Savaş Begüm'ün ağladığını gördü. endişelenmişti.
" Hayır sakın, sen ağlama bak dayanamam ne olur özür dilerim eğer kırdıysam " kafasını salladı. Hepimiz cevabını bekliyorduk.
" Savaş, ben okulun ilk gününden beri seni gözetledim. Seda gelmeden erkenden okula gelir seni beklerdim. geldiğinde de yandan da olsa seni gözetlerdim ben, senin yanına gelip seninle tanışmayı kaç kere denedim, en sonunda başardım. ama sen bana pas vermedin. bende ümidi tam kesmişken birden sen tekrar yıldız gibi parladın ve benimle konuştun; savaş, ben seni çok seviyorum seda'ya ilk anlattığım ve son anlattığım erkek bile sen olacaksın bunu unutma, seni seviyorum"
Savaş'ın da gözlerinden yaşlar gelmişti. gözyaşlarını sildi.
" Rabbime şükürler olsun ki seni karşıma çıkarmış, Allah'ıma bin şükür, bende seni seviyorum hayatımın anlamı " sarıldı. Ayrıldıklarında Begüm yanağını öptü.
" Bu arada akşam ailenle yemeğe gelirim"
Halil araya girdi.
" Saçma sevgi seliniz bittiyse artık sınıfa girebilir miyiz"
...
Ders işletme dersiydi. Bu dersi çok sevsem de bazı konularını anlamıyordum. Hoca sadece on beş dakika bizi tutacağını doktora sınavının olduğunu söylemişti.
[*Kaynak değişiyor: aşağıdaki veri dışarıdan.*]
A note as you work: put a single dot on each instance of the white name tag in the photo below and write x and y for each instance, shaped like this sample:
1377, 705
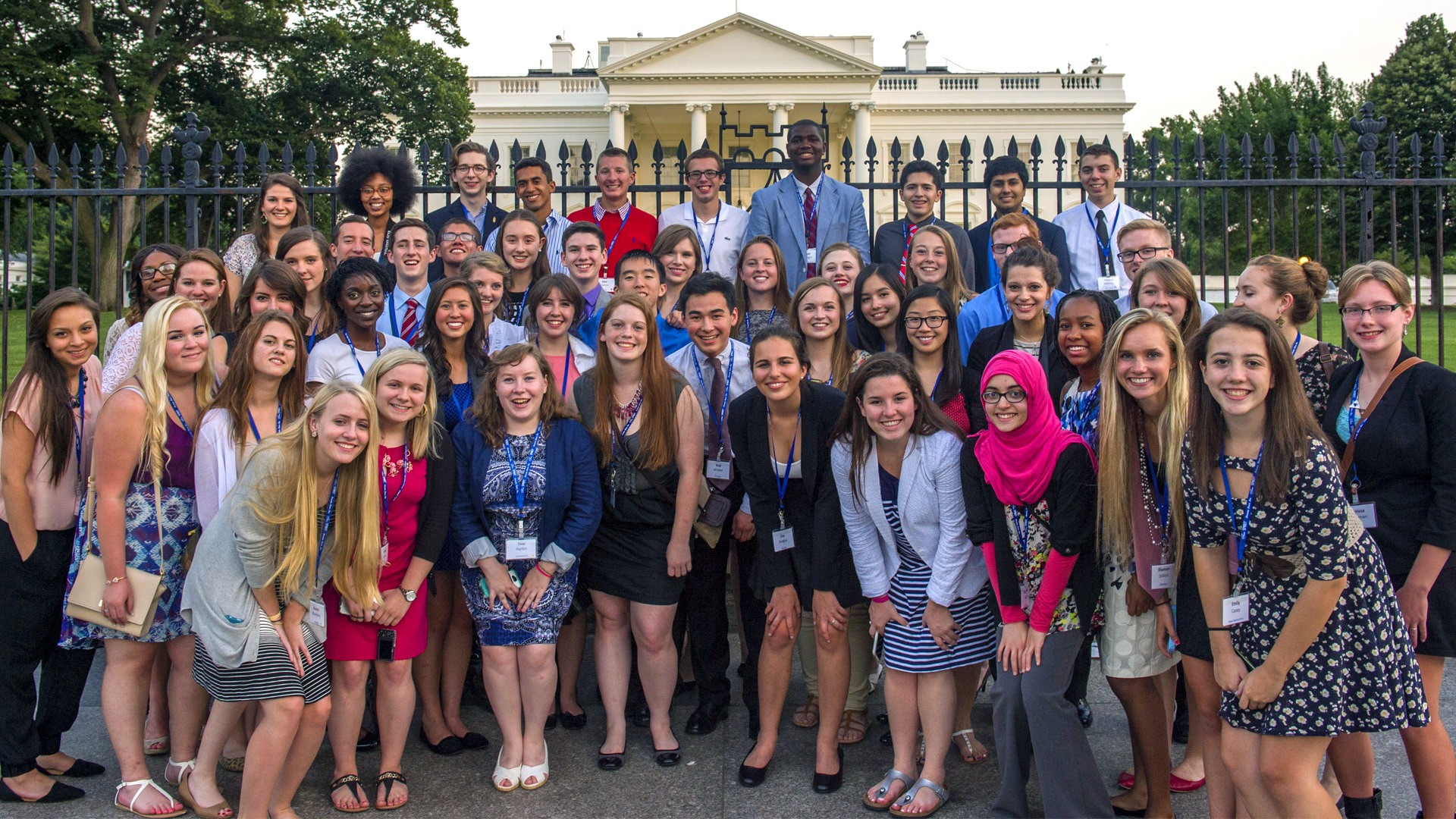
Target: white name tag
1235, 610
783, 539
1163, 576
720, 469
520, 548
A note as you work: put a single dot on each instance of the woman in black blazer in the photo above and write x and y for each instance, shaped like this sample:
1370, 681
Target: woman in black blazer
1030, 278
1402, 484
781, 435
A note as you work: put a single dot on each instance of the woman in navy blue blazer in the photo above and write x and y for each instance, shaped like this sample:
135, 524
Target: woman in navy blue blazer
528, 503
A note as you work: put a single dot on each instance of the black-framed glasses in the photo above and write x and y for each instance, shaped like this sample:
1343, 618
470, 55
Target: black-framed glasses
1014, 395
1142, 253
1376, 311
934, 322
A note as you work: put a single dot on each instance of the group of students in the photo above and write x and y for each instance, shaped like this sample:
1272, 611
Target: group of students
949, 468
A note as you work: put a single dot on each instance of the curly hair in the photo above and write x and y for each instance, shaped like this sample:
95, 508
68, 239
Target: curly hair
366, 162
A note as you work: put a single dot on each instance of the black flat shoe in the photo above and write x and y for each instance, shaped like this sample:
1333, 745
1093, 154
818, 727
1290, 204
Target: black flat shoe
829, 783
77, 770
60, 792
473, 741
447, 746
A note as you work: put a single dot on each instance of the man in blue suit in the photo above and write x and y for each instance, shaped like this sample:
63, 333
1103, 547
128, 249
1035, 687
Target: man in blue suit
808, 212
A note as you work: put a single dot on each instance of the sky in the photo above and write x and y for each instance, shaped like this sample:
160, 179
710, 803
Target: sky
1174, 58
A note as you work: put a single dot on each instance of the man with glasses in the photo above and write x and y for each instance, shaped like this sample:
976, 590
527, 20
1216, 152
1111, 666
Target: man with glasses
1142, 241
721, 228
472, 174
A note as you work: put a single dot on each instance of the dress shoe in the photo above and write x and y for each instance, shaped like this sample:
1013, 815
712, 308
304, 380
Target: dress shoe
705, 719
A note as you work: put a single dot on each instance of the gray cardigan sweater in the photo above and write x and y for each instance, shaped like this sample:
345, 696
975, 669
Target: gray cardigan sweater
234, 557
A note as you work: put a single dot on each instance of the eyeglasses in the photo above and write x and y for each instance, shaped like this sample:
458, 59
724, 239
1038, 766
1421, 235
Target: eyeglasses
1014, 395
1142, 253
934, 322
1376, 311
149, 273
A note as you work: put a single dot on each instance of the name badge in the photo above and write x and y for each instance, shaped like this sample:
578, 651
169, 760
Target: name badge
783, 539
520, 548
1163, 576
1235, 610
720, 469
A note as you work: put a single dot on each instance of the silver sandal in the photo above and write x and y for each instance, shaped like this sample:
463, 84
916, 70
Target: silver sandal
883, 789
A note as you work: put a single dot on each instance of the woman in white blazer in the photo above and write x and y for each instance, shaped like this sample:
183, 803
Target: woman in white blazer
897, 463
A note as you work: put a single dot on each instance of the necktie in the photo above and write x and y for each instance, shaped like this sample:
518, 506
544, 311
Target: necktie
810, 228
715, 398
411, 321
1104, 245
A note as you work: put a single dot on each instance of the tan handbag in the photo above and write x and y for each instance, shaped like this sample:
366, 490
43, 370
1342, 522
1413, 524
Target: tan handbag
91, 583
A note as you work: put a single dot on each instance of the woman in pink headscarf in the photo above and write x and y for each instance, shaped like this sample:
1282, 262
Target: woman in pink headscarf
1031, 506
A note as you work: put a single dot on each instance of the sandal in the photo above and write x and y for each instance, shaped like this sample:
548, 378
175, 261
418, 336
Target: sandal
852, 726
353, 783
807, 714
897, 809
883, 790
131, 803
968, 752
388, 780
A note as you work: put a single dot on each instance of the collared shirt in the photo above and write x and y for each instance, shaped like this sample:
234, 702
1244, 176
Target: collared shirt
1079, 223
555, 224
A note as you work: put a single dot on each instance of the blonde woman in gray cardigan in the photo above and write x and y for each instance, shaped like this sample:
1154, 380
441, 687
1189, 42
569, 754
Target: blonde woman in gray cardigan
897, 464
306, 503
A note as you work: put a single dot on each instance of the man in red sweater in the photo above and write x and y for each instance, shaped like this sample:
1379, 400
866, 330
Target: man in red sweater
626, 228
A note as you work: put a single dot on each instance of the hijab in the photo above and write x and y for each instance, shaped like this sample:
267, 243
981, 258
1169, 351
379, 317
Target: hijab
1018, 465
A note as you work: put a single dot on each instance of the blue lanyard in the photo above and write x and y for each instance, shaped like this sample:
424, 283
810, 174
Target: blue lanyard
721, 414
519, 483
258, 438
328, 522
187, 428
1104, 251
788, 466
350, 341
708, 254
1241, 534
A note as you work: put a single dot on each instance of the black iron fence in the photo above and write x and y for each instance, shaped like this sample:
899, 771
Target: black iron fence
73, 216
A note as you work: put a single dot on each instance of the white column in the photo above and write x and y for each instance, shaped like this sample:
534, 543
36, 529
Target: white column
781, 118
699, 130
862, 111
618, 123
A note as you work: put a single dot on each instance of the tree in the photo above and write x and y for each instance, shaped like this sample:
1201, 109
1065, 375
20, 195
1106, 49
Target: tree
99, 72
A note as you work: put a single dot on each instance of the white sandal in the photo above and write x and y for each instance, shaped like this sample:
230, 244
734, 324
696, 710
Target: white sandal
145, 784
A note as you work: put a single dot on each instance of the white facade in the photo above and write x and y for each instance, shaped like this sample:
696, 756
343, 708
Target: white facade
674, 89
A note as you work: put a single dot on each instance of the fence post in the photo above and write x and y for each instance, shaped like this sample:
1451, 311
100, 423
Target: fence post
191, 139
1367, 127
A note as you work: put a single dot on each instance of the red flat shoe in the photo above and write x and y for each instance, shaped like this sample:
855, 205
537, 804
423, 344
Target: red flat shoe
1180, 784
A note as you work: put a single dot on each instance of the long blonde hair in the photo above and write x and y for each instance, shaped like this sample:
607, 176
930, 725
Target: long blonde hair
419, 430
1119, 428
150, 372
289, 499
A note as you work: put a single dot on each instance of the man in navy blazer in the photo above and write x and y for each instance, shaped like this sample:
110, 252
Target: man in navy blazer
472, 172
1006, 181
781, 210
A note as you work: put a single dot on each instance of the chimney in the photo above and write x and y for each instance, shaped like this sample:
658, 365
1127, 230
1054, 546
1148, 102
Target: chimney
561, 55
915, 52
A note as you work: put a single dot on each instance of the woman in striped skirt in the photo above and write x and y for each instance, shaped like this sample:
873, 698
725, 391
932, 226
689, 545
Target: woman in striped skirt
897, 468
Sadece işletme fonksiyonlarını işleyip bizi bırakmıştı.
Dersten çıktığımızda diğerleri de toplantıdan çıkıyordu.
" Ee nasıl geçti toplantı?"
Öykü" Ahmetle eşleşmeyi saymazsak güzeldi."
Ahmet" Ben sana meraklıydım sanki"
Begüm " Ne eşleşmesi bu?"
Ahmet" Hoca herkese bir konu verdi o konu üzerine fotoğraf çekecekmişiz biz de İnsanların duygularını anlatan fotoğraf çekeceğiz onunla da bu kardeşinle eşleştik bizi sakın başbaşa bırakmayın yarın"
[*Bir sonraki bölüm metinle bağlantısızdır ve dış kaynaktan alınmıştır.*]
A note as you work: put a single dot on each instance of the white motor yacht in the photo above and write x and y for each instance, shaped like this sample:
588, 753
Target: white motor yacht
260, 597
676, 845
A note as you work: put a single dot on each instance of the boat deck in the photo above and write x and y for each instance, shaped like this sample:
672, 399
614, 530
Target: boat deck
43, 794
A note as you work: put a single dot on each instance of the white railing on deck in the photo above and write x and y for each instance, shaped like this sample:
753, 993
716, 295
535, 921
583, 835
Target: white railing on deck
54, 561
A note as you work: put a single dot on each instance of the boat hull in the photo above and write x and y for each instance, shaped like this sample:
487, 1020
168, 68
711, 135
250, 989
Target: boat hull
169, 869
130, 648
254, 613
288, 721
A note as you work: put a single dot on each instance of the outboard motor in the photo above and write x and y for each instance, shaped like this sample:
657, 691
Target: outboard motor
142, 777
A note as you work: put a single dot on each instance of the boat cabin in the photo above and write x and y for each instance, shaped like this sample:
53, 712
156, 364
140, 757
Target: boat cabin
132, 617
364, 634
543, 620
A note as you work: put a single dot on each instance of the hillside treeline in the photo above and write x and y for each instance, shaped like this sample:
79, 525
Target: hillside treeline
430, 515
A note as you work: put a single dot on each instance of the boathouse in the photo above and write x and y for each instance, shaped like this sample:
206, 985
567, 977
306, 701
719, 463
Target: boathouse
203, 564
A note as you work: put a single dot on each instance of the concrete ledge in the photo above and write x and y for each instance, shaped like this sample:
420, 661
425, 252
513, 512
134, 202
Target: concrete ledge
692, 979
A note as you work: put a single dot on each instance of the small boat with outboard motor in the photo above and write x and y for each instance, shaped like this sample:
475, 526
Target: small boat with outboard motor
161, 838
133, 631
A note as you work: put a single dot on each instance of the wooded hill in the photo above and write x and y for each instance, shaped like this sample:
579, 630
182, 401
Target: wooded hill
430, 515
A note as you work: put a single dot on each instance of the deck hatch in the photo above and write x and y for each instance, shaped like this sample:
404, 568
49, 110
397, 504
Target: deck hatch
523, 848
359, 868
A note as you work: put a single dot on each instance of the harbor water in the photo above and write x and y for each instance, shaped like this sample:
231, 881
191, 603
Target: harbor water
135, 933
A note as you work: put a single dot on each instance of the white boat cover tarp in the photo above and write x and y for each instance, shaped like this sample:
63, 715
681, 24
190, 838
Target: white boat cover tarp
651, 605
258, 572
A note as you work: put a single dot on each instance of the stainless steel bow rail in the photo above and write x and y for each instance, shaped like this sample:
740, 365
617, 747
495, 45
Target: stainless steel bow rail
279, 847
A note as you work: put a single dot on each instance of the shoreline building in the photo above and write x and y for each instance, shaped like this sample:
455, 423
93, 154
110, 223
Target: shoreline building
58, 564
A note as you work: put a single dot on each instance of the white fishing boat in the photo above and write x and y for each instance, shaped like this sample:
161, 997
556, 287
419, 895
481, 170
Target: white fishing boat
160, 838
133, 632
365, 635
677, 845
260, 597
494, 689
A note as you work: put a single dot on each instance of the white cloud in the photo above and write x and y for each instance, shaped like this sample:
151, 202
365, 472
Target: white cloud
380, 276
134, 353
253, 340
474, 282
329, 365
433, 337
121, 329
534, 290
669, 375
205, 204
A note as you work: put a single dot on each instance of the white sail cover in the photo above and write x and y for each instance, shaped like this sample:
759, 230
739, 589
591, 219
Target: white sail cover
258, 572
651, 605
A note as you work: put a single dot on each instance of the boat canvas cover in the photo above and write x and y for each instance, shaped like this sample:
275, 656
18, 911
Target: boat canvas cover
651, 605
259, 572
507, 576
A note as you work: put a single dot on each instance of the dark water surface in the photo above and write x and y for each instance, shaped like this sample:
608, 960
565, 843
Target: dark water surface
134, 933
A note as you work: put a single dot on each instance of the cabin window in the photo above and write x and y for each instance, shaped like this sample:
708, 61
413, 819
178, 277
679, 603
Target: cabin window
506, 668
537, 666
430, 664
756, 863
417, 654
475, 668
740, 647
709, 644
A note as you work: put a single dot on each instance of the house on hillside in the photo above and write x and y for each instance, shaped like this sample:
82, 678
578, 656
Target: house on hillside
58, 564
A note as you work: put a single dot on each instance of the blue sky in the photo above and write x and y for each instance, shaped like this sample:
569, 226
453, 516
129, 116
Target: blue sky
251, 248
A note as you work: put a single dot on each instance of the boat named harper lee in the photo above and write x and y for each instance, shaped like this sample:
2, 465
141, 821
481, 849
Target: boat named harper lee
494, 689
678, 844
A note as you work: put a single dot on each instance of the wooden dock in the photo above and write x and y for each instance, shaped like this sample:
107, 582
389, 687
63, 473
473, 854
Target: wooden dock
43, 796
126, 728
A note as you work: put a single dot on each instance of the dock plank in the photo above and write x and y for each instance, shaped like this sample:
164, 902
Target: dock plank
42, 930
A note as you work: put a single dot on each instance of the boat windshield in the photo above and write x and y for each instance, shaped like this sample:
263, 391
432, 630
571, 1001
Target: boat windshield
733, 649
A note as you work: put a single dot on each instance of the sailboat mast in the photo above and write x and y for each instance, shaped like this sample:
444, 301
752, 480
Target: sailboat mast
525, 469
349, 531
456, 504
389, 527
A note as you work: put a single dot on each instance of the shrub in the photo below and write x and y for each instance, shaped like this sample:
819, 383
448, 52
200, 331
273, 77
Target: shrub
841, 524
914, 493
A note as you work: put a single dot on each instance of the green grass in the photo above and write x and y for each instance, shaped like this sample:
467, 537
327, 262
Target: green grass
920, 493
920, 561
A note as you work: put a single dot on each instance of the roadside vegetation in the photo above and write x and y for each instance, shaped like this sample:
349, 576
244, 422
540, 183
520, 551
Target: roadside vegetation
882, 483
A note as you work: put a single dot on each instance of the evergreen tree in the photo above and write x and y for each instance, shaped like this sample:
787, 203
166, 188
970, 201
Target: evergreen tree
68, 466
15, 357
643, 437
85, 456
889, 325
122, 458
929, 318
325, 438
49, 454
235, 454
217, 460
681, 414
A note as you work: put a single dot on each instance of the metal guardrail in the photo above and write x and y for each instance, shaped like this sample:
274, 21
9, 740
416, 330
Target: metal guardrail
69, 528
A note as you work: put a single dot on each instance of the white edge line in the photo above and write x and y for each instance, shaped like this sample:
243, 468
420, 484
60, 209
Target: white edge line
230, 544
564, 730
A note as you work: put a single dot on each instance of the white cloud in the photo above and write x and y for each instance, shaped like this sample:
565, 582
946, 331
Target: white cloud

Herkes kafasını salladı. Normalde bırakmak daha iyi olabilirdi ama kavga daha ileri giderse kimse durduramazdı.
O yüzden en sağlıklısı beraber olmasıydı. Murat bana göz kırptı.
" Ee bize müsade, malum erken bitti ders bir çok yeri gezme fırsatı yakalayalım."
Grupla vedalaşıp arabaya bindik.
Murat sessizce arabayı çalıştırdı.
Çok hızlı olmasa da orta hızda sürüyordu. Sessizlik canımı sıkmıştı.
Ellerimle istemsizce oynuyordum. Bu gergin olduğum anlamına geliyordu. Murat elimi tutu. Al işte yine başlıyordu. Bu çocuğun yanında neden bu kadar hızlı atıyordu ki kalbim?
" Ellerini yara yapacaksın, oynama ellerinle"
Kafamı salladım. Nefes almakta güçlük çekiyordum. Bırak artık şu elimi, bir bana bir yola bakıyordu. En son araba durmuştu. Elimi bıraktı. Yeniden nefes almaya başlamıştım sanki
" Sakin olmaya çalış, heyecanlanma babamlar seni sorguya çekebilir"
" Tamam denerim"
Beraber arabadan indik. Derin nefes aldım. Murat kapıyı çaldı. Hizmetli kapıyı açıp gülümseyerek bizi içeri aldı. Evleri resmen göz kamaştırıyordu. Hizmetçi kabanlarımızı aldı.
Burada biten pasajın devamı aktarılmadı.